Now that we have decided that appellant was denied the right to counsel, we must determine whether that denial occurred at a critical stage of the judicial process. In Trevino v. State, appellant’s counsel was unable to attend the hearing on appellant’s motion for new trial. 565 S.W.2d 938, 940 (Tex.Crim.App.1978). However, the trial court heard and overruled the motion without appellant’s counsel present. Id. The Court of Criminal Appeals held that “without doubt the hearing on a motion for new trial is a critical stage of the proceedings. It is the only opportunity to present to the trial court certain matters that may warrant a new trial.... ” Id. If the hearing on a motion for a new trial is a critical stage of the proceedings, then logic dictates that the time period for filing the motion is also a critical stage of the proceedings. Obviously, if appellant is not allowed to file a motion for new trial, then she will not have her opportunity to present to the trial court reasons for a new trial any more than did the appellant in Trevino.
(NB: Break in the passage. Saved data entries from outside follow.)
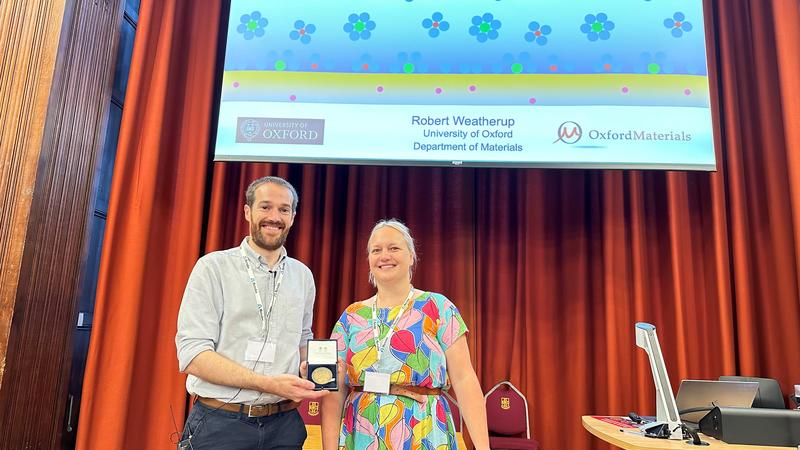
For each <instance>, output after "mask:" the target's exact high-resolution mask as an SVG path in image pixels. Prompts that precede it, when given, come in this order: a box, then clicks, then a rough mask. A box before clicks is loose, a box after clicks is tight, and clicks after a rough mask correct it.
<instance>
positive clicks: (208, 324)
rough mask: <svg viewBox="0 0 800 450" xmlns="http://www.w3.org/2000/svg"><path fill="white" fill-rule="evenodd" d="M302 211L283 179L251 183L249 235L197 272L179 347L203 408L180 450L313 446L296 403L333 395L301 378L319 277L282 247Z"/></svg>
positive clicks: (199, 401)
mask: <svg viewBox="0 0 800 450" xmlns="http://www.w3.org/2000/svg"><path fill="white" fill-rule="evenodd" d="M297 202H298V197H297V191H295V189H294V187H292V185H291V184H289V183H288V182H287V181H286V180H283V179H282V178H278V177H263V178H259V179H257V180H255V181H253V182H252V183H251V184H250V186H249V187H248V188H247V193H246V204H245V205H244V216H245V219H246V220H247V222H248V224H249V228H250V235H249V236H247V237H245V238H244V240H243V241H242V243H241V245H240V246H238V247H235V248H231V249H228V250H223V251H218V252H213V253H209V254H208V255H205V256H203V257H202V258H200V260H199V261H198V262H197V264H196V265H195V267H194V269H193V270H192V274H191V275H190V277H189V281H188V283H187V285H186V291H185V292H184V294H183V301H182V303H181V308H180V312H179V314H178V334H177V335H176V337H175V342H176V346H177V348H178V362H179V366H180V370H181V371H182V372H185V373H188V374H189V376H188V378H187V379H186V389H187V390H188V391H189V393H190V394H193V395H195V396H196V399H197V400H196V402H195V404H194V407H193V408H192V412H191V414H190V415H189V417H188V419H187V421H186V427H185V428H184V432H183V436H182V438H181V442H180V444H179V448H187V449H193V450H203V449H215V450H217V449H267V448H296V449H299V448H301V447H302V445H303V442H304V441H305V438H306V430H305V426H304V424H303V421H302V418H301V416H300V414H299V413H298V412H297V405H298V404H297V401H299V400H301V399H304V398H311V399H316V398H319V397H322V396H323V395H325V393H327V392H324V391H323V392H320V391H314V390H313V389H314V383H312V382H310V381H308V380H305V379H302V378H300V377H298V376H297V374H298V370H299V367H300V361H301V360H305V354H306V347H305V346H306V341H307V340H308V339H310V338H311V337H312V334H311V320H312V308H313V306H314V296H315V294H316V288H315V286H314V279H313V277H312V276H311V271H310V270H309V269H308V267H306V266H305V265H304V264H303V263H301V262H300V261H297V260H296V259H293V258H290V257H288V256H287V254H286V250H285V249H284V247H283V243H284V241H285V240H286V236H287V235H288V234H289V229H291V227H292V224H293V223H294V216H295V214H296V212H297Z"/></svg>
The Houston, First District, Court of Appeals has come to the same conclusion on almost identical facts. See Cox v. State, 797 S.W.2d 958 (Tex.Civ.App.—Houston [1st Dist.] 1990, no writ); Callis v. State, 756 S.W.2d 826 (Tex.Civ.App.—Houston [1st Dist.] 1988, no writ). In both Cox and Callis, appellate counsel was not appointed until after the statutory deadline for filing a motion for new trial had passed. Cox, 797 S.W.2d at 959; Callis, 756 S.W.2d at 827. In both cases, the First District Court of Appeals, relying on Trevino, held that the failure to appoint counsel for appeal until after the deadline for filing a motion for new trial had passed was a denial of the right to counsel at a critical stage of the proceedings. Cox, 797 *463 S.W.2d at 959; Callis, 756 S.W.2d at 827. We agree with the Fh’st District Court of Appeals and decline to follow the San Antonio Court of Appeals’ contrary ruling in a nearly identical case. See Ortega v. State, 837 S.W.2d 831 (Tex.Civ.App.—San Antonio 1992, no writ).

In Ortega, counsel for appeal was not appointed until after the deadline for filing the motion for new trial had passed. Id. at 832. Relying on Callis, appellant contended that his right to counsel had been violated. Id. The court, however, distinguished Callis on the ground that in Callis, trial counsel had affirmatively withdrawn, while in the instant case, there was no record that trial counsel had requested or been permitted to withdraw from representation. Id. The court then cited Ward for the proposition that “appointed trial counsel remains as the defendant’s counsel for all purposes until he is expressly permitted to withdraw, even if the appointment was for the trial only.” Id. (citing Ward, 740 S.W.2d at 798). The Ortega court went on to hold that since appellant was still officially represented, appellant was not denied his right to counsel.